With fewer than six months left on her FoodCorps contract, Rhoades felt passionate about expanding her fermented-foods business, which was already “bursting at the seams” from her house. So, she began working part-time in a restaurant and subleasing kitchen space three days a week to make her products. She researched the FDA and permitting requirements, reached out to other fermented-foods companies to learn what she could and, through a long process, developed labels, bottling techniques and pulled together her corporate paperwork. “Sweet and Sauer LLC” was born in 2016.
Rhoades’ first retail outlet was Rainbow Co-op in Jackson; the natural-foods grocer was very supportive of local products, and helped coach her through getting a bar code and ingredients on her labels. Once her products were available in one store, getting into others was easier–she now makes the bulk of her revenue from wholesale, with her products in over a dozen retail locations in Jackson as well as some stores in Oxford, Miss., and New Orleans.
Rhoades also sells at local farmers markets; she’s a fixture at the Mississippi Farmers Market on Saturdays in downtown Jackson. She says wholesale is a best way to reach more consumers, especially in a place like Mississippi, where farmers markets are relatively few and far between. But, she notes, farmers markets are good for outreach.
Her number one advice after three years in business: “Calculate your margins.”
“Really look at your cost of goods sold and be very realistic about it. The tendency for an entrepreneur is to be an extremely optimistic person. You have to temper that with realism,” she said. “It’s helpful to work with someone who actually does crunch numbers and can help you look at that realistically. Factor in your time; the time it takes to make and deliver everything. When you’re starting, see how much of your costs you can eliminate up front.”
Rhoades says when she got started, she was chasing sales and underestimating what the product was worth–she was also worried that Mississippi wouldn’t pay higher prices for fermented-foods products like kombucha that require some education. She been able to overcome that education challenge by talking directly to customers at farmers markets, teaching classes that cover fermented-foods practices–and she notes that more people are hearing about the benefits of fermented foods.
“They’ve heard it from Dr. Oz,” she says, which helps with awareness.

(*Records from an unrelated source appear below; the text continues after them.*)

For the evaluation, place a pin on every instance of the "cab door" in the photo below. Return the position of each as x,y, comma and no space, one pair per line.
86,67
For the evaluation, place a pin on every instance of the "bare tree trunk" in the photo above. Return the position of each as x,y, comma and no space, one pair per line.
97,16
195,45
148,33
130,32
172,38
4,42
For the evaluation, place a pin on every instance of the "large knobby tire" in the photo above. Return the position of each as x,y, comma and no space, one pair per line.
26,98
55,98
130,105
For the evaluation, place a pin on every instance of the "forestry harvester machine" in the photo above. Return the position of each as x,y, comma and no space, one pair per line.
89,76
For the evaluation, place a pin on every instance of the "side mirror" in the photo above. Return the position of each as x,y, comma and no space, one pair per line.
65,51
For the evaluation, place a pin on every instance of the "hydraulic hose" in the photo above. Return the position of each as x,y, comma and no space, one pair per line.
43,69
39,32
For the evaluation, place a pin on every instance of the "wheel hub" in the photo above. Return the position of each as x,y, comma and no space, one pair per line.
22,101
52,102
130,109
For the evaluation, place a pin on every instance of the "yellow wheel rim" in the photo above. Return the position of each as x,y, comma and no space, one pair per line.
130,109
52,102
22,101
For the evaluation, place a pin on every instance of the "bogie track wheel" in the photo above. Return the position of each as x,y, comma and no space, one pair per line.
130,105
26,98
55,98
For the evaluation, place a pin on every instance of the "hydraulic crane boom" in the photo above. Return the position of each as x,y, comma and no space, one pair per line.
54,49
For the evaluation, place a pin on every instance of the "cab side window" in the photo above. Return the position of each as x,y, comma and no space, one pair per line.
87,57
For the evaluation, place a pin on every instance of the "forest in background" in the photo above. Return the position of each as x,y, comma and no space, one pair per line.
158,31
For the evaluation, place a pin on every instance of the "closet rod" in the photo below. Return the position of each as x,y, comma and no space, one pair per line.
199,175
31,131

Her current plan of action is to pare things down a bit and streamline the business. “It feels kind of messy to me and I want to be more organized,” she says. She’s planning to focus on kombucha production, looking into refillable bottles and other ways to use less glass bottling and labels. She’d like to cut costs and focus on making core products profitable.
“I’m passionate about Mississippi and the local market; I don’t want to grow just for the sake of growing and getting bigger. Growth doesn’t necessarily equal more profits–at least, in the short term,” she says.
Rhoades is encouraged to see other craft food startups in Mississippi and is enjoying being a part of a growing ecosystem.
“There are so many small food startups that are popping up and I think that’s really exciting; I’ve talked to a sourdough bread baker using spent beer grains. We have a lot of commonality in educating consumers,” she says, noting that she can also “geek out” with craft beer brewers over fermentation and working with microorganisms in crafting foods and drinks.
“Meeting people in Mississippi and Jackson doing food startups is really exciting,” she says. “You don’t feel like you’re totally alone.”